Alors que le débat autour d’un éventuel changement ou d’une révision de la Constitution continue de polariser la classe politique congolaise, le secrétaire général de la Conférence Épiscopale Nationale du Congo (CENCO), l’abbé Donatien Nshole, s’est montré critique à l’égard de certains acteurs engagés dans cette campagne.
S’exprimant dans un contexte marqué par de vives controverses sur l’avenir de la Constitution du 18 février 2006, le prélat catholique a estimé que plusieurs partisans de cette démarche ne maîtrisent pas réellement les dispositions qu’ils souhaitent voir modifiées.
« Beaucoup de gens qui sont dans cette campagne-là ne connaissent même pas les articles de la Constitution à changer et pourquoi on doit les changer », a déclaré l’abbé Donatien Nshole.
Cette sortie intervient alors que les discussions sur une éventuelle réforme constitutionnelle alimentent depuis plusieurs mois les débats politiques et citoyens à travers le pays. Les partisans du changement estiment que certains mécanismes institutionnels méritent d’être adaptés aux réalités actuelles de la République démocratique du Congo, tandis que les opposants redoutent une initiative susceptible de fragiliser davantage le climat politique et sécuritaire du pays.

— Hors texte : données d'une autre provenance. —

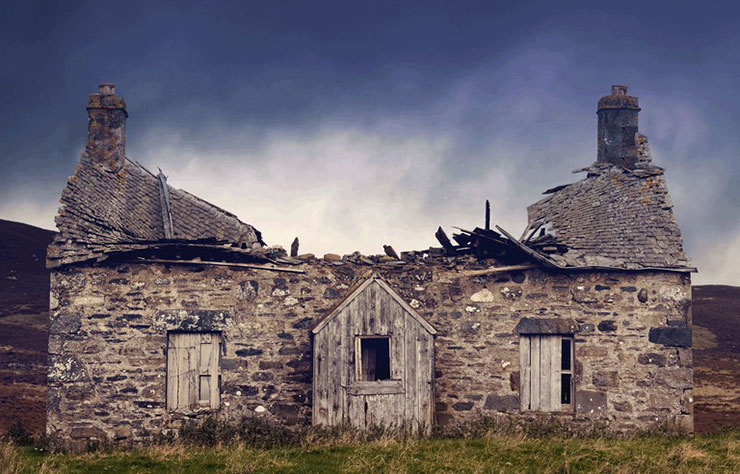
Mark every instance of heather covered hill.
[0,219,56,317]
[0,220,56,433]
[692,285,740,432]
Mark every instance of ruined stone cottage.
[47,84,694,447]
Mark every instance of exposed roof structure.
[47,152,263,267]
[520,135,693,270]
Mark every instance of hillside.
[692,285,740,432]
[0,220,740,433]
[0,219,56,317]
[0,219,55,433]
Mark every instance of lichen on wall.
[48,257,692,447]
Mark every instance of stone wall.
[48,257,692,447]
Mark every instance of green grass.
[0,432,740,473]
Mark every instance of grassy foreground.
[0,432,740,473]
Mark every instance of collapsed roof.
[437,86,696,272]
[47,85,264,268]
[47,84,696,271]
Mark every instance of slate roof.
[520,136,694,271]
[47,152,264,267]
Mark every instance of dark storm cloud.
[0,2,740,284]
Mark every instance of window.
[519,334,574,411]
[167,332,221,410]
[357,336,391,381]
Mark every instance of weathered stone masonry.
[48,258,692,444]
[47,84,696,448]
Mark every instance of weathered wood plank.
[529,336,542,410]
[519,336,532,411]
[547,335,562,411]
[347,380,404,395]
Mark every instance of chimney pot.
[85,83,128,172]
[98,82,116,95]
[596,85,640,169]
[612,85,627,95]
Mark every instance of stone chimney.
[596,86,640,169]
[85,84,128,172]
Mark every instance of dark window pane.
[560,339,571,370]
[560,374,571,405]
[360,337,391,381]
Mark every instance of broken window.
[520,334,574,411]
[357,336,391,381]
[167,332,221,410]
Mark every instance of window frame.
[560,334,576,411]
[165,330,224,414]
[519,333,576,413]
[355,334,394,383]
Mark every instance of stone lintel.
[648,326,691,347]
[514,318,578,334]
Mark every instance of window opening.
[359,337,391,381]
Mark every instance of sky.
[0,0,740,285]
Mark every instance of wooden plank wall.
[519,335,562,411]
[313,282,434,433]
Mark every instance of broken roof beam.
[131,258,306,273]
[157,169,175,239]
[434,226,455,253]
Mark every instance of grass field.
[0,432,740,473]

Pour le secrétaire général de la CENCO, le débat sur la Constitution ne devrait pas être guidé par des considérations politiques ou émotionnelles, mais plutôt par une compréhension approfondie du contenu du texte fondamental et des motivations objectives justifiant une éventuelle révision.
La position de la CENCO demeure constante sur cette question. L’épiscopat catholique congolais reconnaît que la révision de la Constitution est prévue par les mécanismes légaux en vigueur, mais estime que l’opportunité d’ouvrir un tel chantier dans le contexte actuel mérite une réflexion approfondie. Les évêques ont à plusieurs reprises mis en garde contre les risques de tensions politiques et sociales pouvant découler d’un processus non consensuel.
Dans un pays confronté à de nombreux défis sécuritaires, particulièrement dans sa partie orientale, ainsi qu’à des préoccupations socio-économiques persistantes, la question constitutionnelle continue de susciter des réactions divergentes au sein de la majorité, de l’opposition, de la société civile et des confessions religieuses.
Alors que le débat reste ouvert, les observateurs estiment qu’un large consensus national sera indispensable pour éviter que cette question ne devienne une nouvelle source de fractures dans le paysage politique congolais. De son côté, la CENCO appelle à privilégier les priorités liées à la sécurité, à la cohésion nationale et à l’amélioration des conditions de vie de la population avant toute initiative susceptible de raviver les tensions politiques.